I solemnly swear not to sweat the small stuff. It ain’t worth it. As it is, mujhe Bade Acche Lagte Hain.
I solemnly swear not to take my body for granted. This is a genuine one.
I will try my hardest (sorry, cannot swear on this one) not to make fun of the following ladies: Frieda Pinto, Poonam Pandey, Sunny Leone and Karan Johar.
I solemnly swear not to get worked up with “people” who irk me for whatever reason. It’s not fair for me to judge other people if they are not affecting my life. If I must advocate or be an activist, it should be for a more legit causes like why Sunny Leone looks like a man to me.
I solemnly swear I will be audacious, more nonchalant, more verbose, more pompous and even more overbearing.
I solemnly swear to blog about more sleaze because sex sells and girls who write about it get a lot more hits. Being shameless is how you get famous, I hear.
I solemnly swear to finally figure out my relationship with Bollywood. This love-hate thing we have going on is not healthy. And secretly, Bollywood knows I adore him.
(Side note: Bollywood is definitely a man; it plays far too many games)
I solemnly swear to love the movies everyone hates and hate the ones everyone else adores.
I solemnly swear to further dig item songs as I am an item song whore.
I solemnly swear to use bigger words. Even if it yields presage complete upheaval and even stupefaction.

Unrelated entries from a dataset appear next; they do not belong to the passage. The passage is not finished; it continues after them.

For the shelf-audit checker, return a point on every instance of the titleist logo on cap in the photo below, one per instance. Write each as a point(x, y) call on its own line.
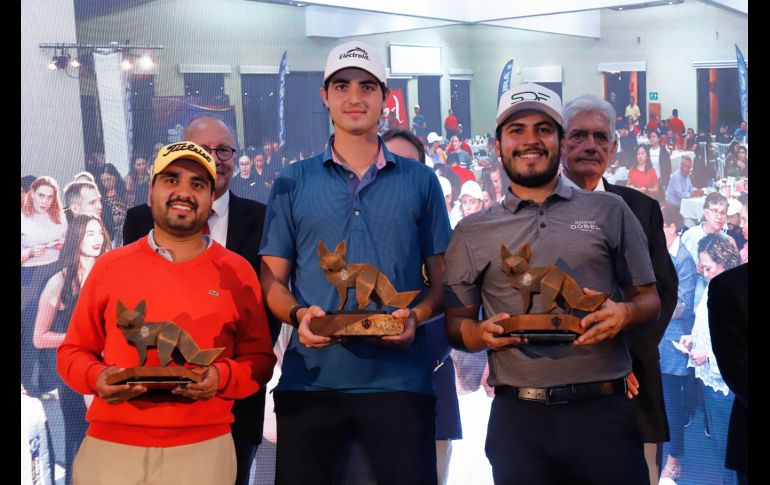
point(529, 96)
point(355, 52)
point(188, 146)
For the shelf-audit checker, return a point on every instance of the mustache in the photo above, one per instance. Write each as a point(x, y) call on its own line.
point(189, 202)
point(517, 153)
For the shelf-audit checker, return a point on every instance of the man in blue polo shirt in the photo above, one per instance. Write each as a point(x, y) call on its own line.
point(390, 212)
point(560, 414)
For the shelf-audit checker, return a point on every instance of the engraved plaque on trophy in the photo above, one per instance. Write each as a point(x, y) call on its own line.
point(370, 285)
point(559, 296)
point(174, 344)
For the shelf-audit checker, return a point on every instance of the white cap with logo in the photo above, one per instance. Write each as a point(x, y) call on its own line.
point(529, 97)
point(446, 186)
point(471, 188)
point(433, 136)
point(355, 54)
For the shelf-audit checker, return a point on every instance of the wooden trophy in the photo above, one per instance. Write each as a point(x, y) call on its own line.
point(555, 287)
point(370, 284)
point(173, 344)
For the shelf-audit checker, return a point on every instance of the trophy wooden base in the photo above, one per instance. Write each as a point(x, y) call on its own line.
point(157, 377)
point(554, 327)
point(357, 324)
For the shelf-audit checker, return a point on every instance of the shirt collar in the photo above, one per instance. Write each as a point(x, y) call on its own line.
point(165, 253)
point(514, 203)
point(599, 187)
point(674, 249)
point(384, 156)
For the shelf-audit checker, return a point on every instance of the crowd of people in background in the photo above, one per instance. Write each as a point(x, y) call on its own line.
point(64, 230)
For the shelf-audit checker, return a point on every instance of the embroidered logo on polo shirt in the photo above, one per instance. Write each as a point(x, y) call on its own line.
point(585, 226)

I solemnly swear not to call people names.
I solemnly swear that to switch loyalties to Canada if team India continue to play as complete assclowns. Crap, so much for no name calling.
And lastly, I solemnly swear to continue being fabulous, bitchy and walk around like a Diva. That shouldn’t be too hard.
Any wager as to how quickly I will break one of the above? I think I may break one in oh, approximately 2.5 seconds. But hey, rules, resolutions and bridges are meant to be broken. And anyway, likhne mein kya hai?
This may actually be the year that cannot handle me; normally it's the other way around. Time will tell guys and dolls. In the meantime, have a fabulous 2012!